There should be no photos in the erotic services section of Craigslist, the Web site should screen for porn and people who advertise erotic services should pay for those postings, according to Connecticut’s attorney general. Executives from the site said people who use the site to commit crimes will be caught.

Days after the accused “Craigslist killer” was arrested, Attorney General Richard Blumenthal is calling on action from the site said to have been the link between Philip Markoff, a woman he is suspected of killing and two woman he is believed have attacked.

Markoff, a med school student from Boston University, is accused in connection with the slaying of aspiring model and masseuse Julissa Brisman, 26, who was found shot dead in a posh Boston hotel room last week.

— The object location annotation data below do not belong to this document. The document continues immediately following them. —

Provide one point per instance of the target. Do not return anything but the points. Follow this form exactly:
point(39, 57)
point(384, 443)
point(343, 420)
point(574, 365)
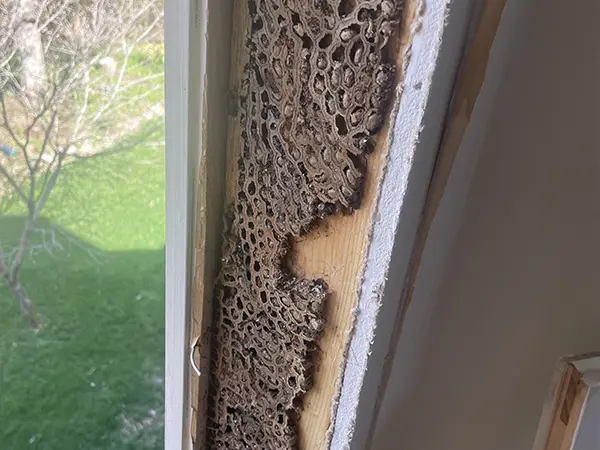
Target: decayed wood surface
point(209, 193)
point(567, 410)
point(468, 84)
point(334, 251)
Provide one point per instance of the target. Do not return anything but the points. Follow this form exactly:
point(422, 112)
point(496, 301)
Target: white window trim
point(185, 50)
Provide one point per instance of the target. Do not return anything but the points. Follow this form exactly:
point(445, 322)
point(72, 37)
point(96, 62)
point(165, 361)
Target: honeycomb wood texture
point(314, 91)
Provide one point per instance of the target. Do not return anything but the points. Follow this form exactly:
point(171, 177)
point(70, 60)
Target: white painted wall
point(522, 284)
point(588, 435)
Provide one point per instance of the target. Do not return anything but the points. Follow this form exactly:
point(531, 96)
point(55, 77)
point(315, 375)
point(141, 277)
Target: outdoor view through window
point(82, 224)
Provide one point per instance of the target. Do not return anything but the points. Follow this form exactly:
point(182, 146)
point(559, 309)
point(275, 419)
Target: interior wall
point(521, 286)
point(588, 435)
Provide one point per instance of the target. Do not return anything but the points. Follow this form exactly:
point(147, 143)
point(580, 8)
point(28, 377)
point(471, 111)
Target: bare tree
point(63, 82)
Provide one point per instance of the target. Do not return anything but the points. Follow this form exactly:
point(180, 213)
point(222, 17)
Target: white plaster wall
point(522, 284)
point(588, 435)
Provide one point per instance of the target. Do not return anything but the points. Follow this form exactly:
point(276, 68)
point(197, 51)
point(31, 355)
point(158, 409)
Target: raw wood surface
point(470, 79)
point(567, 409)
point(334, 251)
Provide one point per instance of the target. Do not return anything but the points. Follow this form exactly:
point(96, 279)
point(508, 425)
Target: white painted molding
point(185, 49)
point(414, 141)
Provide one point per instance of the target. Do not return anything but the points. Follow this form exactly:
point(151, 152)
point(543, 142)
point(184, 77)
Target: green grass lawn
point(93, 377)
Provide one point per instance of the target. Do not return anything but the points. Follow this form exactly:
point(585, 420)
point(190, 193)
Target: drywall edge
point(437, 45)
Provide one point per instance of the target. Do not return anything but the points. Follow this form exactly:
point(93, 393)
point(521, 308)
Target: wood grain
point(217, 22)
point(470, 79)
point(567, 409)
point(334, 250)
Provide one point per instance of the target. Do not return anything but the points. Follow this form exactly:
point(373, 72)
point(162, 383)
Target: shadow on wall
point(93, 376)
point(521, 287)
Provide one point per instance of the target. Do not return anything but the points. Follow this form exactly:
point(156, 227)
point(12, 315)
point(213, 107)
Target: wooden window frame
point(185, 46)
point(564, 409)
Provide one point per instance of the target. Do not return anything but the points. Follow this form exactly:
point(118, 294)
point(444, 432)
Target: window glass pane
point(82, 224)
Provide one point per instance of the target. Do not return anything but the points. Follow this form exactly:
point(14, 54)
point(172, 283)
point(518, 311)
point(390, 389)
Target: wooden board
point(470, 79)
point(567, 409)
point(213, 19)
point(336, 252)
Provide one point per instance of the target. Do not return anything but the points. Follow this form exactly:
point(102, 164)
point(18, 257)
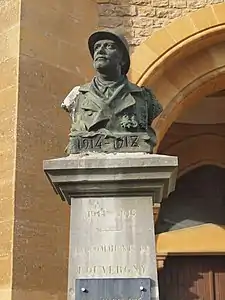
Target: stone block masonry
point(140, 18)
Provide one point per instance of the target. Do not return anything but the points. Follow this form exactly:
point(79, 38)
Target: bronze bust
point(111, 114)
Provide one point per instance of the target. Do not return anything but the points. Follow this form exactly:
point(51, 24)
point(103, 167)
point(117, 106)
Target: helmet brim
point(105, 35)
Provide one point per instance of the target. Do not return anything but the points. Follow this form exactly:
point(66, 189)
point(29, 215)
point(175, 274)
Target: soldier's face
point(107, 55)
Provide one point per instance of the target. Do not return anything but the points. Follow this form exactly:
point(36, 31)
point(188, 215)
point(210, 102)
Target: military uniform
point(123, 107)
point(111, 109)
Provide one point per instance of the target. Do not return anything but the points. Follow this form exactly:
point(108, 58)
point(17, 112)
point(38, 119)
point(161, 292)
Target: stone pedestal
point(112, 240)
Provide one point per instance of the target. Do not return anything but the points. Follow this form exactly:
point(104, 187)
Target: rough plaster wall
point(140, 18)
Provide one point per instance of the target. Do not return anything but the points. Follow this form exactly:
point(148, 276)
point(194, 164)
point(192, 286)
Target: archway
point(182, 66)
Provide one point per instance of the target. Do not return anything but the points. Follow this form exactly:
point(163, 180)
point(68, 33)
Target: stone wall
point(140, 18)
point(9, 62)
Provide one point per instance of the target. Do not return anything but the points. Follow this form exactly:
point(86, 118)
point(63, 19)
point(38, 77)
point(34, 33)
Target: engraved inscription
point(112, 270)
point(99, 142)
point(111, 248)
point(101, 212)
point(120, 298)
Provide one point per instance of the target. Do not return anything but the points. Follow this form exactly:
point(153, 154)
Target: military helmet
point(118, 38)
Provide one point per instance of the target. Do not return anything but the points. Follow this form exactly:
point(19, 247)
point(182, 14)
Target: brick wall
point(140, 18)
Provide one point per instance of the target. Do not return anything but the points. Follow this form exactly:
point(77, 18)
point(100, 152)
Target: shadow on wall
point(191, 278)
point(199, 198)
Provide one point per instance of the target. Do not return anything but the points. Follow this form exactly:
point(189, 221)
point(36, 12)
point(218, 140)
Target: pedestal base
point(112, 225)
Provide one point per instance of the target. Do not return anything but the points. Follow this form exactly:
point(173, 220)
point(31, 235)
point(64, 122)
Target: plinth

He's also been accused of an attack on a woman at the Westin Hotel in Boston, and another woman in Warwick, R.I., both of which stemmed from Craigslist ads, police said.

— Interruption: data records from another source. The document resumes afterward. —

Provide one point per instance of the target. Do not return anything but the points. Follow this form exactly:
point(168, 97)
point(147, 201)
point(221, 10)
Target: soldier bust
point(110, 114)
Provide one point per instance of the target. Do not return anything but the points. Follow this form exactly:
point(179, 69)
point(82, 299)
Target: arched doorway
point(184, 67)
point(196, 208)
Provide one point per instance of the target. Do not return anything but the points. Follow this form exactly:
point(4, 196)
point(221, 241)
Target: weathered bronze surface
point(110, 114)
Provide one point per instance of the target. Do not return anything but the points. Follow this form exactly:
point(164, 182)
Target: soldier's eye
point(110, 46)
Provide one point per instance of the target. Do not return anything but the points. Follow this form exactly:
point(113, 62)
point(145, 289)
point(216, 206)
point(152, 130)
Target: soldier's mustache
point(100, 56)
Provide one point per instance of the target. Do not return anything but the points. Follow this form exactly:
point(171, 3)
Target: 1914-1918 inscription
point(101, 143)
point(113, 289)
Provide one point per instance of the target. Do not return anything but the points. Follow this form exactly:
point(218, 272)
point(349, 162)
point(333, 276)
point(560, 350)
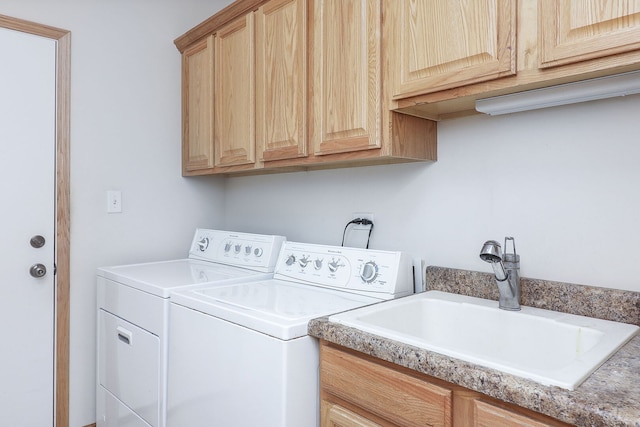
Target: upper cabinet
point(234, 77)
point(197, 108)
point(281, 80)
point(347, 106)
point(447, 54)
point(299, 84)
point(578, 30)
point(442, 44)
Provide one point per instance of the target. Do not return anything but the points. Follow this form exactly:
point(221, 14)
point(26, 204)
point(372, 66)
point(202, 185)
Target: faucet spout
point(507, 272)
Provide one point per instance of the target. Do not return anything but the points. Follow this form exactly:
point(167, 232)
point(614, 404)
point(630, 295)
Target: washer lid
point(160, 278)
point(274, 307)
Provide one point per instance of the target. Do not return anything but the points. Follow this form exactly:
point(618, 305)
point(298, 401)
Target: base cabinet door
point(358, 390)
point(333, 415)
point(488, 415)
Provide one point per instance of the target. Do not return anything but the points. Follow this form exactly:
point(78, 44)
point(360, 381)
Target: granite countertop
point(609, 397)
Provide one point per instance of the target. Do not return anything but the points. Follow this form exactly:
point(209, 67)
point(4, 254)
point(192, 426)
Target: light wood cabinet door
point(197, 108)
point(488, 415)
point(234, 129)
point(577, 30)
point(333, 415)
point(401, 399)
point(281, 84)
point(346, 84)
point(442, 44)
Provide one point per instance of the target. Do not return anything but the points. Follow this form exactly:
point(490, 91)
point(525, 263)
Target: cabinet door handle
point(124, 335)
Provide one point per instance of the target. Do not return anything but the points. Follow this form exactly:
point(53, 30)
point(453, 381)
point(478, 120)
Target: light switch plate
point(114, 201)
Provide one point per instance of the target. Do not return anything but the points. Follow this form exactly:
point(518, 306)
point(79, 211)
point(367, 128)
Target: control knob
point(334, 265)
point(203, 244)
point(369, 271)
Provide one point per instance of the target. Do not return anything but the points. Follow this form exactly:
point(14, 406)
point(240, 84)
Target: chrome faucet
point(507, 272)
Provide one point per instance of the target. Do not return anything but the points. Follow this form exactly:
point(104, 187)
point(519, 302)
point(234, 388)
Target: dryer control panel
point(253, 251)
point(384, 274)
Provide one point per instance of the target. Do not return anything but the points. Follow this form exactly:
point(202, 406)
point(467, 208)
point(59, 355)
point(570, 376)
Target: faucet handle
point(510, 257)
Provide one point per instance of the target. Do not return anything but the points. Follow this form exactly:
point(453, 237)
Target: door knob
point(38, 270)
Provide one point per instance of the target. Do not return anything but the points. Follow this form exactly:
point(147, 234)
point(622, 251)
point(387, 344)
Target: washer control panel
point(254, 251)
point(384, 274)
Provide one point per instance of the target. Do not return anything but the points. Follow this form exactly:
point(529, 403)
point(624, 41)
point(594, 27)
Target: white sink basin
point(548, 347)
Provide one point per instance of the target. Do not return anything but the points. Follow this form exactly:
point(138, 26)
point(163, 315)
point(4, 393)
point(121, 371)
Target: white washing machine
point(240, 354)
point(133, 316)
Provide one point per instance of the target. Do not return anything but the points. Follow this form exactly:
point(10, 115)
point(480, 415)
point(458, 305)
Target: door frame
point(63, 217)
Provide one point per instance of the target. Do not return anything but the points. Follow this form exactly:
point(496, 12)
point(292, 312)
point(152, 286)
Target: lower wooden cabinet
point(357, 390)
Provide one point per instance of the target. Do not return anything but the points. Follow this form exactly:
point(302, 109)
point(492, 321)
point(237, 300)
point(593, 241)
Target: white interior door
point(27, 209)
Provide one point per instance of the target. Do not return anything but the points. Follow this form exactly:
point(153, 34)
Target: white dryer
point(240, 354)
point(133, 316)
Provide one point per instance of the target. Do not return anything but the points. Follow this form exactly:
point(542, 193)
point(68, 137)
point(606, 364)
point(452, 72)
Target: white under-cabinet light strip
point(570, 93)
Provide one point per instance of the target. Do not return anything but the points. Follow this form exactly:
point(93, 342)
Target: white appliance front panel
point(222, 374)
point(110, 412)
point(160, 278)
point(129, 365)
point(275, 307)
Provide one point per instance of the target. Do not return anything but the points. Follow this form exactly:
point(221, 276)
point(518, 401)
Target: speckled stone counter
point(609, 397)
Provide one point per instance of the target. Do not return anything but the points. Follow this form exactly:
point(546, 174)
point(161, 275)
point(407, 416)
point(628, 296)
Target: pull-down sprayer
point(506, 269)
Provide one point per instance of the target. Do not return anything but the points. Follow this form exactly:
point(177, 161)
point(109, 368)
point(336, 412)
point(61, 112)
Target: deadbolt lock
point(38, 270)
point(37, 241)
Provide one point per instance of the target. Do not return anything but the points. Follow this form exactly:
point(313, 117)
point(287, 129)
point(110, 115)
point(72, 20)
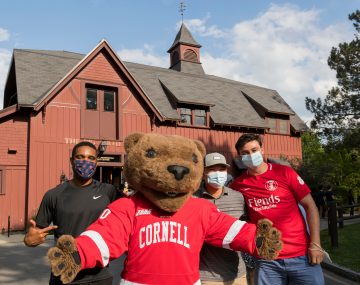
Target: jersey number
point(105, 214)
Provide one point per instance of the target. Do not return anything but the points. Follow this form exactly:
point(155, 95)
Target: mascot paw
point(64, 259)
point(268, 240)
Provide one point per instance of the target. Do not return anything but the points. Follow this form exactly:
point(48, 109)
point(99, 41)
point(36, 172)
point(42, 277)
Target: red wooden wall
point(57, 127)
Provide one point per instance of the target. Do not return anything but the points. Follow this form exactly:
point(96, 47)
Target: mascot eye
point(151, 153)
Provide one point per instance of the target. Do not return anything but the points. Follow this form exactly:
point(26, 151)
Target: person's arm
point(315, 252)
point(36, 235)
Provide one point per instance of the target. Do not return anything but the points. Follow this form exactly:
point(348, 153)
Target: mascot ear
point(132, 140)
point(201, 147)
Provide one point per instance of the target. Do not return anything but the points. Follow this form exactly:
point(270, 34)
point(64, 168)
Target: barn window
point(283, 126)
point(190, 55)
point(193, 116)
point(185, 115)
point(91, 99)
point(99, 116)
point(109, 101)
point(278, 125)
point(2, 187)
point(174, 58)
point(272, 125)
point(200, 117)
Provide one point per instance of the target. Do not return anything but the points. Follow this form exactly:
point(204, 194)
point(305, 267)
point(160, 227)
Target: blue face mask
point(84, 168)
point(252, 160)
point(217, 178)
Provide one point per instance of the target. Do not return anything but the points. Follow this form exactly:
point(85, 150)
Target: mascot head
point(165, 169)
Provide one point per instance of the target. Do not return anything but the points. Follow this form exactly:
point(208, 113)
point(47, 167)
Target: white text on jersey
point(166, 231)
point(259, 204)
point(143, 212)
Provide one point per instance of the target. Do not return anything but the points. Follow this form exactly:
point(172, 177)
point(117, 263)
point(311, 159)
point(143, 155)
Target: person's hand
point(35, 235)
point(64, 259)
point(268, 240)
point(315, 253)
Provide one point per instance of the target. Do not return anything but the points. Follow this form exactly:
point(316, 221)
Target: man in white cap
point(220, 265)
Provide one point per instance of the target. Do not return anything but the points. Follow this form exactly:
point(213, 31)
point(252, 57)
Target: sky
point(281, 45)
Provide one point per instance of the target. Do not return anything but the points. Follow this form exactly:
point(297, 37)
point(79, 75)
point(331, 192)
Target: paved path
point(21, 265)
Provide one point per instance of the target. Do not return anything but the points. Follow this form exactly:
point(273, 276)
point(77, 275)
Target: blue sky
point(282, 45)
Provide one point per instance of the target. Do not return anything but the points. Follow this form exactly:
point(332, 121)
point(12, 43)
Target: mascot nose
point(178, 171)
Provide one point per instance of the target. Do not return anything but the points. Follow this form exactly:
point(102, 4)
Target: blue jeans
point(289, 271)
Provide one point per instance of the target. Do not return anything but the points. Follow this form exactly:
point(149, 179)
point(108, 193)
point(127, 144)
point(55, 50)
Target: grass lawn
point(347, 254)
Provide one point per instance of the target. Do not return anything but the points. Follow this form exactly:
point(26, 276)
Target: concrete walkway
point(21, 265)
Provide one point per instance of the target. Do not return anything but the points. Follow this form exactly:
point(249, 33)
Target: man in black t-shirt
point(72, 206)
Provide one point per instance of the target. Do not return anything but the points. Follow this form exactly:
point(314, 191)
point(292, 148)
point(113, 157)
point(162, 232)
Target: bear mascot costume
point(162, 227)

"We were shocked and saddened to learn that a horrific crime like this had any connection to the use of Craigslist, and our hearts went out to the family and friends of Julissa Brisman," Craigslist CEO Jim Buckmaster said.

“The Boston craigslist killer case shows again that prostitution is not a victimless crime. Prostitution ads and pornography -- easily accessed by children every day on craigslist -- are often associated with human trafficking, drug activity and child exploitation,” Blumenthal said Wednesday.

Blumenthal sent Craigslist a letter asking the site to take immediate action to combat persistent prostitution and pornography.

Buckmaster said Wednesday that people who try to use the popular Internet advertising site to commit crimes are going to get caught.

"That's been the case with nearly every serious violent crime that's been connected with the site," Buckmaster said in a telephone interview from San Francisco, where Craiglist is based. "There's an electronic trail leading to yourself. So don't use Craigslist for crime unless you want to go to jail."

Specifically, Blumenthal wants to put an end to photographs in the “Erotic Services” and similar sections of its site and implement technology that screens pornographic images and pictures before they can be posted.

He also wants craigslist to offer a financial incentive, from the penalty proceeds, for anyone who correctly flags and reports prostitution advertisements or ads containing images or other material that violate craigslist’s rules and terms of service.

Under the agreement announced last November, Craigslist requires that people who post erotic services ads provide a working phone number and pay a fee with a valid credit card. The site agreed to provide the resulting information in response to law enforcement subpoenas, and to forward all erotic services ad proceeds to charitable purposes.

Buckmaster said the attention Craigslist has received because of crimes linked to it is partly a function of how heavily the site is used and the relative newness of the Internet.

"There are 50 million people using the site every month, and the site has facilitated billions of human interactions over its history. Compared to human society as a whole the risks of Craigslist are low, but they're not zero," he said.

Buckmaster declined to say much about how Craigslist is cooperating with authorities investigating the Boston case but said, "We make ourselves 100 percent available to them and provide them with any and all information we have that they may request."

Law enforcement officials generally ask that Craigslist not comment on what it's doing in specific cases, he said.

Buckmaster defended Craigslist's inclusion of the "erotic services" classification on its sites. He said users requested it so those ads would be posted there, where users can avoid them, instead of being scattered among other ad categories. He also insisted that illegal activity is "absolutely not welcome there."

He said Craigslist will donate 100 percent of its net revenues from those ads to charities, under an agreement announced last November with 40 state attorneys general, though he said figures aren't available yet.